Silver turned and pulled herself up to look over the top of her seat at Tony, who had rid himself of his own breath mask and was trying to get his seat straps in order. “You made it!” she grinned.
He grinned back. “ ‘ust bar-ry. ‘Er right behin’ us.” His blue eyes, Silver realized, were huge with pain as well as excitement, his lips swollen.
“What happened to you—?” Silver turned to Ti. “What happened to Tony?”
“That shit Van Atta burned him in the mouth with his damn cattle prod, or whatever the hell that thing was he had,” said Ti grimly, his hands dancing over the controls. The engines came alive, lights flickered, and the shuttle began to roll. Ti hit his intercom. “Dr. Minchenko? You folks strapped down back there yet?”

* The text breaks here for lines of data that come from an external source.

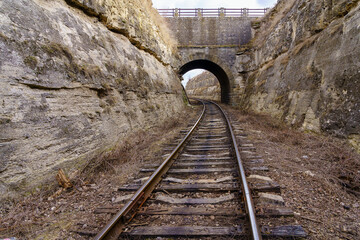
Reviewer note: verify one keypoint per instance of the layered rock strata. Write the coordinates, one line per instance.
(70, 88)
(303, 66)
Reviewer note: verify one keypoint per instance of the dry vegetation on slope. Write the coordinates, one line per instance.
(319, 176)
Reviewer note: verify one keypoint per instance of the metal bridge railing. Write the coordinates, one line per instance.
(213, 12)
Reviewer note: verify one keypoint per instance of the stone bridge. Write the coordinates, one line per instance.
(210, 40)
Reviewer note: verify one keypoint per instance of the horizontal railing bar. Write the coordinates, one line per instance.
(212, 12)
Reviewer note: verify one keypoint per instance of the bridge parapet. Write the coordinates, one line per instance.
(213, 12)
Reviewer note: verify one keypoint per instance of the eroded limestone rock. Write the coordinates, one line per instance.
(305, 66)
(70, 89)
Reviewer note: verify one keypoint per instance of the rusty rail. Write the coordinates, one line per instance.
(213, 12)
(113, 229)
(256, 234)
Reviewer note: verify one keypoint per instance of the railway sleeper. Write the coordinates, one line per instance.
(287, 231)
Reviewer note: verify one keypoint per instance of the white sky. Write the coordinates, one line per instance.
(210, 4)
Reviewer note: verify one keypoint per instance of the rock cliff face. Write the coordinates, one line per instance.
(70, 88)
(204, 86)
(303, 66)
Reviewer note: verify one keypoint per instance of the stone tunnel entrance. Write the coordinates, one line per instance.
(215, 69)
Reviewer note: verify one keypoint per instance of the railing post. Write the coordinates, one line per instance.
(221, 12)
(246, 12)
(198, 12)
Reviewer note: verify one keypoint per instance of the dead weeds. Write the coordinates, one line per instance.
(319, 175)
(44, 215)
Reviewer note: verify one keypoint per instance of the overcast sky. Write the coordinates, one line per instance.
(210, 4)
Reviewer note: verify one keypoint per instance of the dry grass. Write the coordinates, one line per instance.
(319, 175)
(337, 159)
(42, 217)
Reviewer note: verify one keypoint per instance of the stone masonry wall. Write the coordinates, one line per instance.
(303, 66)
(70, 88)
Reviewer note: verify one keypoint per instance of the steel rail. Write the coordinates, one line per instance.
(113, 229)
(256, 234)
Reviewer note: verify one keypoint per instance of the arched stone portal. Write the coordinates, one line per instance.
(215, 69)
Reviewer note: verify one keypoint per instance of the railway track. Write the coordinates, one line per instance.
(199, 191)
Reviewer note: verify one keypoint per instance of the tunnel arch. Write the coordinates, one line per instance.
(215, 69)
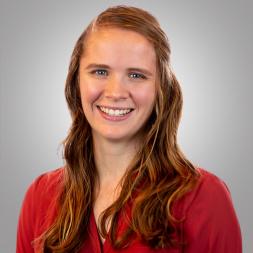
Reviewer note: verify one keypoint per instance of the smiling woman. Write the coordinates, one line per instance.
(117, 84)
(126, 186)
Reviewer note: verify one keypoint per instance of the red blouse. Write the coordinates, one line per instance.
(211, 225)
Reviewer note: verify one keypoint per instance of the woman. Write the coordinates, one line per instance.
(126, 186)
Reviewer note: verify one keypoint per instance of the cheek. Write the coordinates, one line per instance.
(145, 97)
(89, 93)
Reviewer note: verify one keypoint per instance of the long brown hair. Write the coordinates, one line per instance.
(158, 175)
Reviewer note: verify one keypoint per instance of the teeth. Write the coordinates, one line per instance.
(116, 112)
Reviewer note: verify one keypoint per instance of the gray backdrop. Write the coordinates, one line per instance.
(211, 55)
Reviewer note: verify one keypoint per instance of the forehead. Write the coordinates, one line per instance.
(120, 45)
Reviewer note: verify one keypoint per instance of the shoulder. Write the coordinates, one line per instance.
(39, 208)
(47, 182)
(210, 221)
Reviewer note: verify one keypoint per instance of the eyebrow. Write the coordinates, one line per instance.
(132, 69)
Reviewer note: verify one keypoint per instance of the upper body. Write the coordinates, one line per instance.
(122, 160)
(210, 223)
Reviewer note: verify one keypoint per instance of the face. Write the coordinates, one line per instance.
(117, 83)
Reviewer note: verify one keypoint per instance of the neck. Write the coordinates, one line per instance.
(112, 158)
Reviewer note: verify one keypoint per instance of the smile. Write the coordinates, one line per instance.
(114, 112)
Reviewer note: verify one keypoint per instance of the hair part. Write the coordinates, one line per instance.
(157, 177)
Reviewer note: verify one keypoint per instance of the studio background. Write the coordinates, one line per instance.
(212, 56)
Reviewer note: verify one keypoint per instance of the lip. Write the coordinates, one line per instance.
(115, 118)
(116, 108)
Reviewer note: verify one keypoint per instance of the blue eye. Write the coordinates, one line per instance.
(100, 72)
(137, 76)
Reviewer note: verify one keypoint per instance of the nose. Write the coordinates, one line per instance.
(115, 88)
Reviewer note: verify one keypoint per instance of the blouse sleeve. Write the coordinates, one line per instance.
(38, 210)
(211, 224)
(25, 231)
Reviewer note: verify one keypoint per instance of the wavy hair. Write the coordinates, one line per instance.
(158, 175)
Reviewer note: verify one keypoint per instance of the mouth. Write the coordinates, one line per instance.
(115, 112)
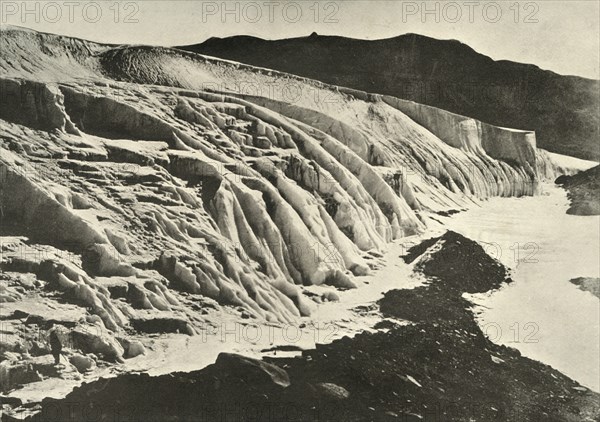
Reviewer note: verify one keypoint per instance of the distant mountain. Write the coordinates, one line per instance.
(563, 110)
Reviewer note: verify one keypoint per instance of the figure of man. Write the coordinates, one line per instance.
(55, 344)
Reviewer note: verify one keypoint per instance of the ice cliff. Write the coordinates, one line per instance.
(147, 178)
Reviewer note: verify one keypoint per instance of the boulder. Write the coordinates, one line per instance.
(82, 363)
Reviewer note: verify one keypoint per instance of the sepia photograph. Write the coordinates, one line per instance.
(299, 211)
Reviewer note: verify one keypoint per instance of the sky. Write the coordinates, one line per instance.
(563, 36)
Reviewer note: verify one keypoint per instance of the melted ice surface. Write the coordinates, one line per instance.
(541, 314)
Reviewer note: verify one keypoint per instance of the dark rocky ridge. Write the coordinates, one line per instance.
(440, 367)
(562, 110)
(584, 191)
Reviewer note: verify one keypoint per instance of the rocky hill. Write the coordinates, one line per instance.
(562, 110)
(584, 191)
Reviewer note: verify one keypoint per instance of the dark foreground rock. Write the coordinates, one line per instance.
(584, 191)
(588, 284)
(441, 367)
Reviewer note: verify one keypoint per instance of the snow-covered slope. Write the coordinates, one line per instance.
(163, 175)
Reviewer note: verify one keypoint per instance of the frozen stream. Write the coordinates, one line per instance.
(541, 314)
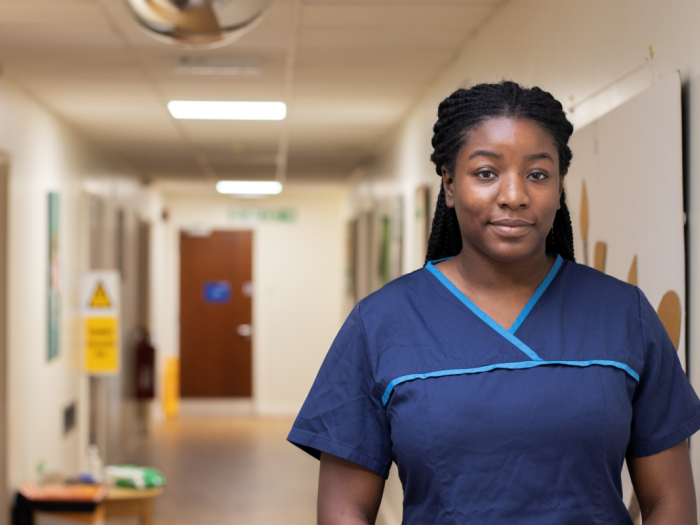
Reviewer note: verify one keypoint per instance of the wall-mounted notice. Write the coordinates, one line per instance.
(248, 215)
(54, 291)
(100, 309)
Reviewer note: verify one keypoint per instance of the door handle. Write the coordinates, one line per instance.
(245, 331)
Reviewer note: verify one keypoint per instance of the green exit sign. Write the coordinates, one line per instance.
(262, 215)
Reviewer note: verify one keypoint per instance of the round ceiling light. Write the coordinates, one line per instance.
(198, 23)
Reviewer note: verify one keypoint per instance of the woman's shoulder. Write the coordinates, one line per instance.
(399, 291)
(585, 282)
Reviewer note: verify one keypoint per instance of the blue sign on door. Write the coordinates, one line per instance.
(217, 292)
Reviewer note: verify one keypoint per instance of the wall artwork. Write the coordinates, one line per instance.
(625, 194)
(626, 199)
(53, 279)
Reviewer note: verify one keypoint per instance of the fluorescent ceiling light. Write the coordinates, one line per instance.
(249, 187)
(210, 110)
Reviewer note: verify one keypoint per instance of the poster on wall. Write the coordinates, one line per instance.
(53, 328)
(625, 194)
(390, 262)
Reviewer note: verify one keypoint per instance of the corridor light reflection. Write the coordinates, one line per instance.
(227, 110)
(249, 187)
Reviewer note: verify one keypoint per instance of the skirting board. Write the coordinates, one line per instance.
(215, 407)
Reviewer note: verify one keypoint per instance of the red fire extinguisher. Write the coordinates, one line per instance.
(145, 367)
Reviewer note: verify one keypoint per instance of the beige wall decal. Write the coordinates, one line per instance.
(670, 314)
(632, 275)
(584, 221)
(622, 203)
(599, 256)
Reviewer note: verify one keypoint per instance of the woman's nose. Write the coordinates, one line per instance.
(513, 191)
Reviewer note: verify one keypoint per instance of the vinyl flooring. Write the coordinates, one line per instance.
(237, 471)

“Just a moment—” came Dr. Minchenko’s reply. “There. Yes, go!”
“Did you have any trouble?” asked Silver, sliding back into her seat and groping for her own straps as the shuttle taxied. “Not at first. We got to the hospital all right, walked right in with no problem. I thought sure the nurses were going to question our taking Tony, but evidently they all think Minchenko is God, there. We just blasted right through and were on our way out, with me playing donkey—that’s all I am, just transportation, y’know?—when who should we meet, going out the door, but that son-of-a-bitch Van Atta coming in.”
Silver gasped.
“We tripped him up—Dr. Minchenko wanted to stop and beat the shit out of him, on account of Tony’s mouth, but he would have had to delegate the most of it to me—he is an old man, little though he wants to admit it—I dragged him out to the land rover. I last heard Van Atta running off screaming for a security jetcopter. He’s surely found one by now…” Ti scanned the monitors nervously. “Yes. Damn. There,” he pointed. A colorized flare swooped over the mountains, marking the following ‘copter’s position in the monitor. “Well, they can’t catch us now.”